Question

Compute the derivative of the given function. $$h(t)=\sin ^{4}(2 t)$$

Short answer

The derivative of \( h(t) = \sin^4(2t) \) is \( 8\sin^3(2t)\cos(2t) \).

Step-by-step solution

Understanding the Function

We need to find the derivative of the function \( h(t) = \sin^4(2t) \). This function represents \( (\sin(2t))^4 \), which means \( \sin(2t) \) is raised to the fourth power.

Apply the Chain Rule

To differentiate \( h(t) = (\sin(2t))^4 \), we use the chain rule, which is a formula to compute the derivative of a composite function. Identify \( u(t) = \sin(2t) \) and rewrite the function as \( h(t) = u^4(t) \).

Differentiate the Outer Function

First, differentiate the outer function \( u^4 \). The derivative is \( 4u^3 \) by using the power rule. Thus, \( \frac{d}{du}[u^4] = 4u^3 \).

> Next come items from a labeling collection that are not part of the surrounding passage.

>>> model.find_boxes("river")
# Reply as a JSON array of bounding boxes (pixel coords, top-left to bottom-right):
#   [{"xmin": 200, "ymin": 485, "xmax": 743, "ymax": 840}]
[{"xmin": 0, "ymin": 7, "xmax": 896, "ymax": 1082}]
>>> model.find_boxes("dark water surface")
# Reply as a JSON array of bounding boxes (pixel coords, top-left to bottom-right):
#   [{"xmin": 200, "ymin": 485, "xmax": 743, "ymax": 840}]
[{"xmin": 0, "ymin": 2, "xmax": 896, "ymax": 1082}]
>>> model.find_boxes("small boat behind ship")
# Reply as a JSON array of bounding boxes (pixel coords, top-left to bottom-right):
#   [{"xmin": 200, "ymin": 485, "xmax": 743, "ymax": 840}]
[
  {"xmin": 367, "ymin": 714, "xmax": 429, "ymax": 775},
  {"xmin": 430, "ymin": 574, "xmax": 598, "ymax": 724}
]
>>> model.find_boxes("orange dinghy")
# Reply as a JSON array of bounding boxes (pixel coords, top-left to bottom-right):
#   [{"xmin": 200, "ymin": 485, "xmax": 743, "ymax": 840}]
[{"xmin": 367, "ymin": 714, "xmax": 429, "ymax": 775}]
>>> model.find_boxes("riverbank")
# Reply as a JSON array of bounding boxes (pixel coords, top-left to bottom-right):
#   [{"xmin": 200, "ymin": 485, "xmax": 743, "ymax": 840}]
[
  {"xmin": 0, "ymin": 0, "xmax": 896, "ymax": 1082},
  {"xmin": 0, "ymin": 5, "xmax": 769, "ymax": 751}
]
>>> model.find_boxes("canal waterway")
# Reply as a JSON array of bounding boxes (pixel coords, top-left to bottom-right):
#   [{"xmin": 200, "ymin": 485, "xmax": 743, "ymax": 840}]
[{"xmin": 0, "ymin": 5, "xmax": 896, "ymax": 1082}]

Differentiate the Inner Function

Next, differentiate the inner function \( u(t) = \sin(2t) \) to find \( \frac{du}{dt} \). Use the chain rule again; differentiate \( \sin(x) \) to get \( \cos(x) \), and the derivative of \( 2t \) is \( 2 \). So, \( \frac{du}{dt} = 2\cos(2t) \).

Combine the Derivatives

Combine the derivatives using the chain rule: \( \frac{dh}{dt} = \frac{dh}{du} \cdot \frac{du}{dt} = 4u^3 \cdot 2\cos(2t) \). Substitute back \( u = \sin(2t) \) to get \( \frac{dh}{dt} = 8(\sin(2t))^3 \cos(2t) \).

Key concepts

Differentiation

Differentiation is a fundamental concept in calculus, crucial for understanding how functions change. It allows us to find the rate at which a function is changing at any given point, which is essential in fields like physics, engineering, and economics. The derivative of a function measures its instantaneous rate of change, similar to how speed tells us how fast an object moves.

• A derivative is often denoted by \( \frac{dy}{dx} \), which represents the change in \( y \) with respect to \( x \).
• The process of finding a derivative is known as differentiation.
• Understanding differentiation helps in solving various types of problems, including optimization and finding tangent lines to curves.

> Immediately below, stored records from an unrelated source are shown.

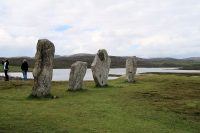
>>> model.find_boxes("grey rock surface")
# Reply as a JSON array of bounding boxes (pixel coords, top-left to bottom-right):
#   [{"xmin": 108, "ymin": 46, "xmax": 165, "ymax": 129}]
[
  {"xmin": 68, "ymin": 61, "xmax": 87, "ymax": 91},
  {"xmin": 91, "ymin": 49, "xmax": 111, "ymax": 87},
  {"xmin": 126, "ymin": 56, "xmax": 137, "ymax": 82},
  {"xmin": 32, "ymin": 39, "xmax": 55, "ymax": 97}
]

When we differentiate a composite function, like in our exercise, we use specific rules to find the derivative efficiently. By applying the right techniques, we can tackle even complex functions with ease.

Power Rule

The power rule is a quick method for differentiating functions of the form \( x^n \) where \( n \) is a constant. It's one of the simplest but most powerful tools in calculus.

• According to the power rule, the derivative of \( x^n \) is \( nx^{n-1} \).
• This rule helps in breaking down more complex functions into manageable parts for differentiation.
• In the step-by-step solution, when we found the derivative of \( u^4 \), we used the power rule to get \( 4u^3 \).

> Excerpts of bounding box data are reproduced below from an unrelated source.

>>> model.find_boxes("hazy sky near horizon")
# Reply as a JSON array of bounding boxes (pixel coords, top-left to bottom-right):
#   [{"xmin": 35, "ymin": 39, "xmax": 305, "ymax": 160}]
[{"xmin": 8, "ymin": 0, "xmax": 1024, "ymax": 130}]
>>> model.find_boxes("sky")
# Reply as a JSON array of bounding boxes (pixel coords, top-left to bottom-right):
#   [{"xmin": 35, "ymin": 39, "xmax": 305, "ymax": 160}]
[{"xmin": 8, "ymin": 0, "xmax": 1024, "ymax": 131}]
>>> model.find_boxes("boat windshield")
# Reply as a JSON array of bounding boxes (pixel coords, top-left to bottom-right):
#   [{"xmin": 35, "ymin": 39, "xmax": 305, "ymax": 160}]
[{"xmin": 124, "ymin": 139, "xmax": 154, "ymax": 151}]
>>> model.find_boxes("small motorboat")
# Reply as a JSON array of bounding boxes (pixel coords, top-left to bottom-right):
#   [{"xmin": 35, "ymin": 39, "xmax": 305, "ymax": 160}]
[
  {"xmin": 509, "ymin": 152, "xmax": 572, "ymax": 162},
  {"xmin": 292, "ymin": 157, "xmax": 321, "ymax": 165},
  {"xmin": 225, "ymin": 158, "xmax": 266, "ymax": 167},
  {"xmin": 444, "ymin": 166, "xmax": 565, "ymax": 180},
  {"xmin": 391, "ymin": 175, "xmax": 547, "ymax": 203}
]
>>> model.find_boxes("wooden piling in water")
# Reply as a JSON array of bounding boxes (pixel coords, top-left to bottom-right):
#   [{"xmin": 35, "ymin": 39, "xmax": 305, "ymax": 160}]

The power rule shines when used in conjunction with other rules, such as the chain rule, to simplify the process of differentiation. By combining these methods, finding derivatives becomes straightforward, even for functions raised to a power, as seen in the problem \( h(t) = \sin^4(2t) \).

Trigonometric Functions

Trigonometric functions are vital in calculus due to their periodic nature, which models oscillating phenomena like sound waves, light, and tides. Differentiating trigonometric functions is a skill necessary for understanding their behavior over time.

• The derivative of \( \sin(x) \) is \( \cos(x) \) and that of \( \cos(x) \) is \(-\sin(x) \).
• Using these derivatives helps us understand how changes in angles impact the function's output.
• In our problem, we found the derivative of \( \sin(2t) \) by recognizing it as a chain of \( \sin(x) \) and \( 2t \).

Understanding how to differentiate trigonometric functions is crucial, especially when combined with other derivatives like power and chain rules. It ensures you can handle functions involving trigonometric expressions, such as in the expression \( \sin^4(2t) \).